By: Spacelab Research Staff
Web radio broadcasters were dealt another setback today when the Copyright Royalty Board decided to uphold its previous decision to raise the royalty rates broadcasters pay for music.

This was the appeal after the March 2nd decision that sent shockwaves through the Web radio world. It was previously decided to hike the royalty rates each year from 2006 (retroactively) through 2010. Today that decision was appealed to the Copyright Royalty Board to attempt to get the rates lowered.

The bottom line is that the royalty rate is set to double during that timeframe, which will leave some established stations like Soma.FM and Radio Paradise to either change their direction or possibly go out of business.

The Digital Media Association Executive Director Jonathan Potter called the decision a nail in the coffin for Web radio, saying “The CRB’s denial of a rehearing today is all but a nail in the coffin for Internet radio, and May 15 now looms as the day the music will die. Internet radio provides exposure and royalties for thousands of independent artists and labels that are not represented by broadcast radio – and last year, 72 million people tuned in every month. We call on Congress to step in to save Internet radio for the artists, the labels, the webcasters and – most importantly – the tens of millions of listeners.”

The next move is to go to Congress, to see what action can be taken to moderate the new charges. Playing hardball, the CRB decided that the rates would go into effect during that period, so that if Congress doesn't move to change the situation, the new royalty rates will have been in effect the whole time.
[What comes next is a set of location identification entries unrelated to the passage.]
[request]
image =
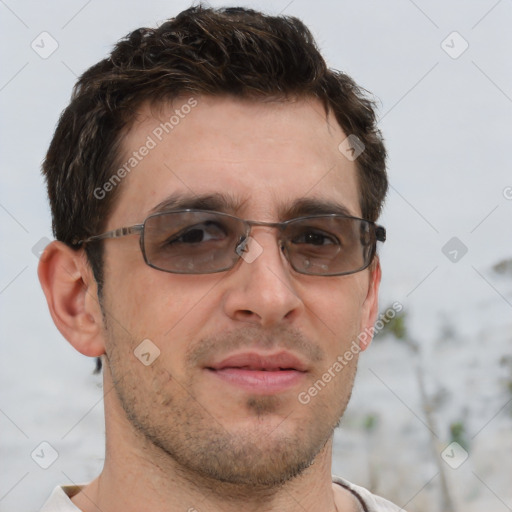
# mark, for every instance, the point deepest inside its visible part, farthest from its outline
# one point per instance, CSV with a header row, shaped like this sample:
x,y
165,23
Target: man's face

I don't think anybody is saying that royalties shouldn't make their way to artists, but questions are being raised around how heavy handed the increase is. What good is a rate hike if you squeeze out the stations that are paying you royalties?

The Small Webcaster Community Initiative (SWCI) has just announced a movement to advocate a change in the industry. They want to create more power on the other side of the Soundexchange / RIAA nexxus to make the royalty structure one that allows for diversity, not the concentration of the power and means to broadcast on the Internet into a few hands. Remember FM radio? Over the top costs created a barrier to entry for anyone without major financial backing (READ: big corporations in the music industry). Web radio seems to be attempting to enter that phase of pricing people out of competition.

"In addition they should not try to silence an entire industry. People need choices, and currently terrestrial radio does not offer that choice. Internet radio does," said Soshahi Wilson of Surround Mobile, a SWCI member.